Crete
- Strategy & Tactics #18, featuring free game Crete
- Designers: Jim Dunnigan
- Illustrators: Redmond Simonsen
- Publishers: Poultron Press
- Publication: 1969
- Genres: World War II

= Crete (wargame) =

World War II tactical wargame

Crete is a board wargame published by Poultron Press (later Simulations Publications Inc.) in 1969 that simulates the German invasion of Crete during World War II. It was the first game published in the wargaming magazine Strategy & Tactics, which would go on to feature a free game in every subsequent issue until the demise of SPI in 1982.

==Background==
In May 1941, German paratroopers invaded the island of Crete, which was defended by British forces. The first day of battle went well for the British, and they were confident that the invasion had been contained. But their failure to guard a key airfield allowed the Germans to capture it and fly in reinforcements and materiel, turning the battle in their favor.

==Description==
Crete is a two-player board wargame where one player controls Axis units and the other controls Allied units.

===Components===
The game has three small hex grid maps, each one containing an airfield (Maleme, Retimo, Heraklion), a paper sheet of 75 counters (meant to be glued to thin cardboard and then cut apart), and 4 pages of rules.

===Setup===
The German player secretly writes down which troops will land on which map — not exact landing places, since that is determined during play, but which map. The German player has free rein to decide how many units to deploy on turn 1, but must land at least seven battalions. Once the German player is done, the British player places units on the three maps in whatever configuration is desired.

===Gameplay===
Each turn uses the following sequence:
1. German landings: German player lands paratroops, lands any troop transport airplanes on captured airfields, and moves any other units already on map.
2. German attack: German units may attack any British units they are adjacent to.
3. British movement
4. British attack: British units may attack any German units they are adjacent to.
The game lasts ten turns.

===Victory conditions===
Both players receive Victory Points (VPs) for eliminating enemy units, as well as for any airfields that they occupy at the end of the game. The player with the most VPs is the winner.

==Publication history==
While serving in the US Army overseas in 1967, Chris Wagner started up a wargame zine titled Strategy & Tactics. When he returned home, he tried to upgrade the zine to a full magazine but almost immediately ran into financial issues. Jim Dunnigan, wanting to save the magazine, bought the magazine from Wagner for $1 in 1969, and founded Poultron Press to be the magazine's new publisher. Looking for a strategy to promote the magazine, Dunnigan came up with the idea of adding a free pullout wargame to each issue. The first issue under Dunnigan's control was #18 (September–October 1969), and the first free game was Crete, featuring graphic design by Redmond Simonsen.
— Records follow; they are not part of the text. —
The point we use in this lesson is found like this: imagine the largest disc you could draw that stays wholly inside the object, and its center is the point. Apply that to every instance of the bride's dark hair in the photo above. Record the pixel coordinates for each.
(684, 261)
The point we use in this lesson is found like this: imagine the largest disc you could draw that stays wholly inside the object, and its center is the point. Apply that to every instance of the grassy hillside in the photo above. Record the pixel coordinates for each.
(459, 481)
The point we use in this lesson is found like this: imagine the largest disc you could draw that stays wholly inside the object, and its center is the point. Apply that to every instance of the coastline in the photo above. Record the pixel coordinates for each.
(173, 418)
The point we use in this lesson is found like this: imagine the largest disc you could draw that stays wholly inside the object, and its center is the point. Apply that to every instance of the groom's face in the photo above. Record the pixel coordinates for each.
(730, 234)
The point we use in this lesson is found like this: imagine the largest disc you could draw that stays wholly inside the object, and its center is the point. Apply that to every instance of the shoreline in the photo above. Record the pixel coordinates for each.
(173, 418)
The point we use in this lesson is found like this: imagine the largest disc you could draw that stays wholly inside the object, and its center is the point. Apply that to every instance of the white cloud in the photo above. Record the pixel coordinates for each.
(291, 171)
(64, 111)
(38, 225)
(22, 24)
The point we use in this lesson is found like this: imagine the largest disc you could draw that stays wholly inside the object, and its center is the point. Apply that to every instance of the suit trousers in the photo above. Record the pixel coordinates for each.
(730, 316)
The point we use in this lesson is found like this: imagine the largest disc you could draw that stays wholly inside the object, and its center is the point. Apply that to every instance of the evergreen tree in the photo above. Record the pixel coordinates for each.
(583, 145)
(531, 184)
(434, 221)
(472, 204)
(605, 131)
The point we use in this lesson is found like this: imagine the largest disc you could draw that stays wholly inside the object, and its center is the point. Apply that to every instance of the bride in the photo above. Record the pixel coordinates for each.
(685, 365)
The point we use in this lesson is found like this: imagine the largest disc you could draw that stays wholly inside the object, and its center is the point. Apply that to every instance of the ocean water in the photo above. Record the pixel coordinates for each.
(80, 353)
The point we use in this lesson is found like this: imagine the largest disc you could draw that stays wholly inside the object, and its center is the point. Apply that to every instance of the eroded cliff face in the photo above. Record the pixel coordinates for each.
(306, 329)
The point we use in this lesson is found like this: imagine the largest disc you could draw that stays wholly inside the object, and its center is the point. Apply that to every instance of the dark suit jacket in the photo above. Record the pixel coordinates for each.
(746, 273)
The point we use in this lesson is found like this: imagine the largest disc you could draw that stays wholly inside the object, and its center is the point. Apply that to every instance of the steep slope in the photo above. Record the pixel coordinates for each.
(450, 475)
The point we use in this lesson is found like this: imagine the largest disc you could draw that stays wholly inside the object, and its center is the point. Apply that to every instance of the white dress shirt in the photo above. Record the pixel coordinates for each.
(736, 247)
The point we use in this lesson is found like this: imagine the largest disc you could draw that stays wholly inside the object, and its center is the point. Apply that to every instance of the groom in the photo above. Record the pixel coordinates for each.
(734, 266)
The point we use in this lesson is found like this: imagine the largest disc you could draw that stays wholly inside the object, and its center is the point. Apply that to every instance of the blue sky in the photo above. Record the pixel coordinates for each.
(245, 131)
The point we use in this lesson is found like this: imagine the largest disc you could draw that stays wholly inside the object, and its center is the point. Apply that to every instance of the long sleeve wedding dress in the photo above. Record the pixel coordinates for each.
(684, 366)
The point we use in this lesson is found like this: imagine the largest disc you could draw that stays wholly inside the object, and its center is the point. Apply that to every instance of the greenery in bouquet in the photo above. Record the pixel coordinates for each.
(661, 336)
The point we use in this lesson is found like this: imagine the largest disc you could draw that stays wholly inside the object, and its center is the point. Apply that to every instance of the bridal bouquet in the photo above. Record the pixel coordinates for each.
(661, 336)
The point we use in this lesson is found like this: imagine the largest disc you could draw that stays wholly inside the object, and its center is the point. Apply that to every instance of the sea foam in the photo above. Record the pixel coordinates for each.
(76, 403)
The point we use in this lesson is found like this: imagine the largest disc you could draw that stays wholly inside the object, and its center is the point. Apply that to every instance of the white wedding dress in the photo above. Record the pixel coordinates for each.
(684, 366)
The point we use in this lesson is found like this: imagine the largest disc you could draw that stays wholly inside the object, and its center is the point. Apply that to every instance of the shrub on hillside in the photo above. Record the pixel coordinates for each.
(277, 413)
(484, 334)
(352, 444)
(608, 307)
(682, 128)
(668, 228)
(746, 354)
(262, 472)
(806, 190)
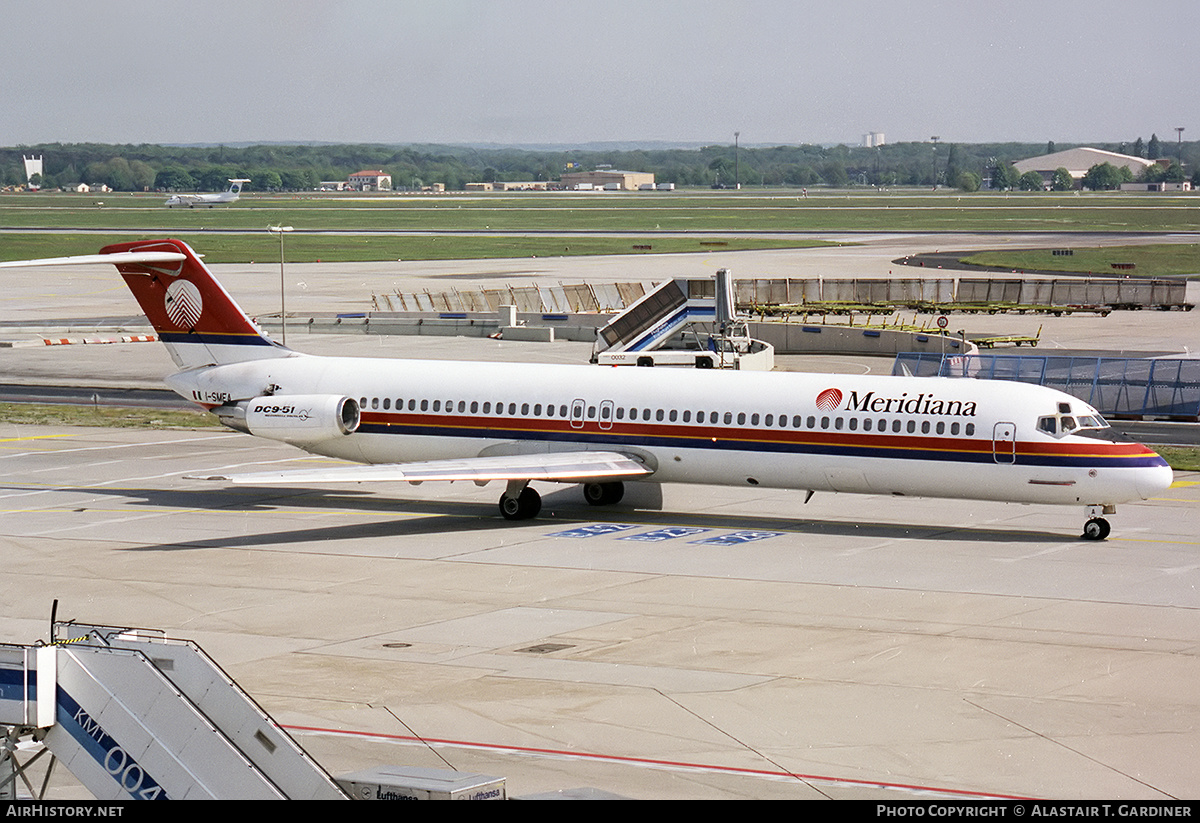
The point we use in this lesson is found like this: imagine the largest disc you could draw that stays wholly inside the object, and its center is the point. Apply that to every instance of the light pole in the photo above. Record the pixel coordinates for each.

Henry Lowood, writing in the 2016 book Zone of Control: Perspectives on Wargaming, noted, "Providing a 'game in a magazine' became the defining feature of Strategy & Tactics, with the implication that its publication schedule put intense pressure on Dunnigan and his team to create games at an unprecedented pace."

Rodger B. MacGowan later recalled "This was unheard of. We had all become accustomed to one new release per year from Avalon Hill and an occasional 'independent' title."

==Reception==
Cliff Sayre, writing in Issue 15 of Europa, commented that Crete, "offers good possibilities for a handmade game. There are a couple of ambiguous or unclear features in the rules, but the game is a nice bonus for those buying the collected back issues in which Crete appears." Haas concluded, "It probably has limited appeal for much repetition unless you play against different opponents."

In a retrospective review in Issue 17 of Simulacrum, John Kula noted, "The S&T games became more sophisticated over time, yet this first primitive effort [Crete] contained the rudiments of many SPI characteristics ... numbered rules, typical CRT, cookie-cutter units, detailed historical and designer's notes, some interesting chrome, and some last-minute additions that didn't get properly integrated into the rules."